Thinking back Janey, when I first started the dreaded Anastrozole I too felt sick.  After being diagnosed I lost my appetite completely, I’m very petite anyway and didnt have much weight to spare, then after starting the pills I really struggled to eat anything and lost lots of weight.  In fact I was existing on two glasses of complan and a slice of toast a day.  It was only when I started my rads that they said if I lost anymore weight I’d have to  have my planning again.  I really panicked then.  My poor husband was at his wits end.  I had stopped having my daily glass of wine.  In the end he said, just try a small glass of wine and take a sip then a mouthful of food, then another, etc.  It worked and I was soon able to eat a sandwich lunch time and a small dinner at night.  Eventually sicky feeling wore off and appetite came back and weight went on.  In fact, I’m now probably eating too much and will have to watch it, my jeans are getting a bit snug.  Hopefully it will wear off for you too, I’ve read that in time it increases appetite and people complain about weight increase.

Thanks Lesley. I could do with losing a lot of weight but don’t fancy this way! So glad you got through that bit but sorry the rest didn’t calm. xx

Ah Charys, it was Janey and crisp packets in the oven - read “badges” as bandages!! 

 

Well, not having been through rads, I’m so glad Lesleys boob is in your safe hands - so to speak!! And yeh, it must make you wonder about the professionals in such a case.
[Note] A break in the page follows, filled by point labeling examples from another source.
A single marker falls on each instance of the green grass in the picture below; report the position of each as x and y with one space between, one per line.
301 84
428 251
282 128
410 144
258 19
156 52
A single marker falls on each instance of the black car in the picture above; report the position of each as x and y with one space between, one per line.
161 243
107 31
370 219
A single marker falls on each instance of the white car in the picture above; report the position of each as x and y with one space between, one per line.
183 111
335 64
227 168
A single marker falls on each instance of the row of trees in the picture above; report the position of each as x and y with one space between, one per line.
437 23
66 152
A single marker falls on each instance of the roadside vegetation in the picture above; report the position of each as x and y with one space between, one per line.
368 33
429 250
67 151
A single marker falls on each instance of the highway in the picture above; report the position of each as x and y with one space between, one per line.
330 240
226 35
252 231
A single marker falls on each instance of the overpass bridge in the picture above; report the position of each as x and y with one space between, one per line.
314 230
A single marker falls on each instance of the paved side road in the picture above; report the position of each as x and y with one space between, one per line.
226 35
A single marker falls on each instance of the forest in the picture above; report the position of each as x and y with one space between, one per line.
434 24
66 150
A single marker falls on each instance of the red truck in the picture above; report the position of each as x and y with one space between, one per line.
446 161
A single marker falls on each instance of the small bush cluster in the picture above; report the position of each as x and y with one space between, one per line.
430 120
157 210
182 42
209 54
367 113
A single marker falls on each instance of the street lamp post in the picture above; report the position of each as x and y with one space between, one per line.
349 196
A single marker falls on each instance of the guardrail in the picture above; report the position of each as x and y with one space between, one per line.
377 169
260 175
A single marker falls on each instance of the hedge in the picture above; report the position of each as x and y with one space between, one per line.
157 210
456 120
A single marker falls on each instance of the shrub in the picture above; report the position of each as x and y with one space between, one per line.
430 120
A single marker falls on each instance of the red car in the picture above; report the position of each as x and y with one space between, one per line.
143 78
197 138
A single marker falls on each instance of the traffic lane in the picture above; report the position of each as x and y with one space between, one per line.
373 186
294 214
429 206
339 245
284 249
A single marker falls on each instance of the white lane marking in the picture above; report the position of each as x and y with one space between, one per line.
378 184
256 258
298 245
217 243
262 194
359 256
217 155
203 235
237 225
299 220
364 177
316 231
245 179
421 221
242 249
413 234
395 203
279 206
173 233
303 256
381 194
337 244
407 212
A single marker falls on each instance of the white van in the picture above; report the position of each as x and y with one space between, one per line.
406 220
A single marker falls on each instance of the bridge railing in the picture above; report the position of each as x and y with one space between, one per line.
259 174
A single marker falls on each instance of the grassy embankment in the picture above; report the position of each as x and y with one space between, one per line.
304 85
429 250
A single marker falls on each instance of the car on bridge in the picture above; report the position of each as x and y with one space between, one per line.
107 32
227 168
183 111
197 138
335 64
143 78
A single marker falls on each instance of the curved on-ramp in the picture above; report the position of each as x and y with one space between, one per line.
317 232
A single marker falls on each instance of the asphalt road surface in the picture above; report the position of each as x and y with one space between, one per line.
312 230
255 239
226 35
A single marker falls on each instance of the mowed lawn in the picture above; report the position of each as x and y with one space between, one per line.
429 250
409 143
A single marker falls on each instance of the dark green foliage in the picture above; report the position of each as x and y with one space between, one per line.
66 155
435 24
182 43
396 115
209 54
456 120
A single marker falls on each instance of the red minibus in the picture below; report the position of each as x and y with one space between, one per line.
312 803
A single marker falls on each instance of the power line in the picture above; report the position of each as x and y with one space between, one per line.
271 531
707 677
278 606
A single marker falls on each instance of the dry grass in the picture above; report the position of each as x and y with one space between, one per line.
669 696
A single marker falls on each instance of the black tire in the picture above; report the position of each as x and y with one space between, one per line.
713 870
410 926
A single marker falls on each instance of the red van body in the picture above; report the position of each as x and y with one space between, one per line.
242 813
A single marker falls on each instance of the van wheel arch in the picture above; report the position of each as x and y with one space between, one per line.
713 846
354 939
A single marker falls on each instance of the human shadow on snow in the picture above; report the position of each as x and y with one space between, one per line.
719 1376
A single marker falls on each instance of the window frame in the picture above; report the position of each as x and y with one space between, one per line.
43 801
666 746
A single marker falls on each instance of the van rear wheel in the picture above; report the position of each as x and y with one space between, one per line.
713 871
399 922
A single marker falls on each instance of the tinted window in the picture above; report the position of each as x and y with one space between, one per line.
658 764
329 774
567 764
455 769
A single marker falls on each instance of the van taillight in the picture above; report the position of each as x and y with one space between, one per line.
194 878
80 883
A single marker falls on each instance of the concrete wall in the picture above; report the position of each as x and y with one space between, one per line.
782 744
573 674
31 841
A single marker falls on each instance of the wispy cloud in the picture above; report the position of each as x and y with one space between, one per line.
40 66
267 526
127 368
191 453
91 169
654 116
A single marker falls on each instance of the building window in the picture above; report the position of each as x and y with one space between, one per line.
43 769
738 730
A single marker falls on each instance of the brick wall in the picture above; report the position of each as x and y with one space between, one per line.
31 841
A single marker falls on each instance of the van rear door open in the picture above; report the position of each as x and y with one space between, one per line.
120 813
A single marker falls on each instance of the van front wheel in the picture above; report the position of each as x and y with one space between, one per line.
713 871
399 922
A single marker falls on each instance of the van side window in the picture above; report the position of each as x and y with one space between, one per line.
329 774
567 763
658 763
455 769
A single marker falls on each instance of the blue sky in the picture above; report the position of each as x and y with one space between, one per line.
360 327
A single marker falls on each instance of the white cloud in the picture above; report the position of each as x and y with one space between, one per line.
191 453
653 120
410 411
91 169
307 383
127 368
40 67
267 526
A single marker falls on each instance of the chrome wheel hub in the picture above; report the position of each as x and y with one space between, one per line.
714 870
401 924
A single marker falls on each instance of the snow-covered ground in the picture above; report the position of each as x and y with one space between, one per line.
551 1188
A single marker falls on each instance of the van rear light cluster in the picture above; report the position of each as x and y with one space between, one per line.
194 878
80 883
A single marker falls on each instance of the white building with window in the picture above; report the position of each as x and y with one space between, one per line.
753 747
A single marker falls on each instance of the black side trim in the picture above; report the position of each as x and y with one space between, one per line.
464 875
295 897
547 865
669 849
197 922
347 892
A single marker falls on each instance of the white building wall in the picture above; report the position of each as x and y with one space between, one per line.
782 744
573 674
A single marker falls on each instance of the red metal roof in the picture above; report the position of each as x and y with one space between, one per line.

I can only feel thankful to mine, but my BC was a helluva lot simpler than all of yours. 

Janey - I take no responsibility for the w/end shannigans and I did NOT take charge either. Not me Mister/Miss.

BTW "Delay"Delly did provoke other connertations for me - Burlesque dancer or Lap dancer !! Sorry, I’m being very naughty and mischievous now. Plus truely WARPED s.o.h. :))

Love yers tho xxxx 

Lesley - you just provided more proof that alcohol really IS the answer to most things !!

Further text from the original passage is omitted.